Regarding the Mar. 1 editorial, “High court wrong on FISA add,” I’ve struggled with the concept of “constitutionally protected” personal privacy. Ideally I’d like my life to be an open book. Why not? What have I got to hide? Basically, I suppose, there are three things I would like to hide.
First is an illegal communication or act that goes against the law of the land. Personally, I don’t want those hidden. Strike one.
Second, is a communication or act that is legal but “immoral.” If I am protesting the moral (or the legal) basis, then I should do so openly. If I have reason to be ashamed, I should change my behavior or learn to live with it. Guilt does not have to result in suicide. Get help. I don’t want to hide clandestine immoral acts that are harmful to society. Strike two.
Third, there may be communications that are legal and moral that I justifiably want to keep hidden. One reason is loss of intrinsic value. For example, there is an old wisdom that says that charitable acts lose their value to the donor and society if the source is known, due to aggrandizement.
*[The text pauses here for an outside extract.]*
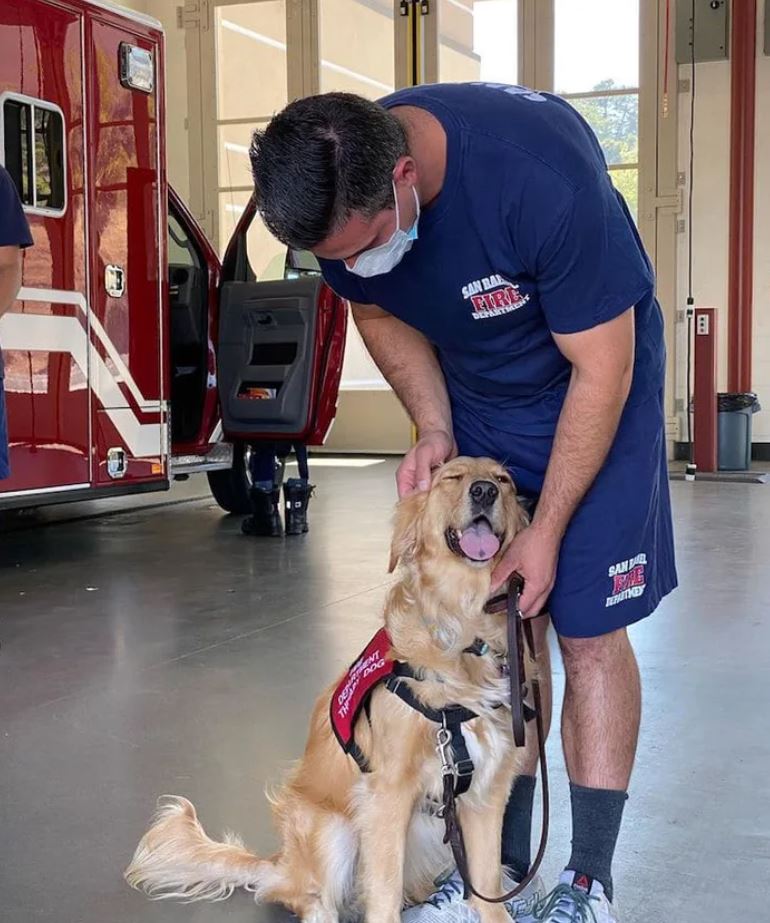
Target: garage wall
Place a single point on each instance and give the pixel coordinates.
(711, 218)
More common is the infliction of emotional distress on others. This is dicey. Legally, the First Amendment gives us the right to inflict emotional harm if we so desire. Morally, such action may be shady anyway. Examples are the uniting of birth parents with adoptees, or disclosure of hostile feelings toward others. We then ask if it a simple case of hurt feelings, or the disruption of life to the point of physical and social injury, or something in between.
In balance, in today’s society, invasion of privacy may detect illegal acts or foreign acts of terror, and I think that’s good. Invasion of privacy with the likelihood of public disclosure may destroy intrinsic value or inflict emotional harm, and I think that’s not so good.
We have to weigh the probabilities. Which is more valuable to us?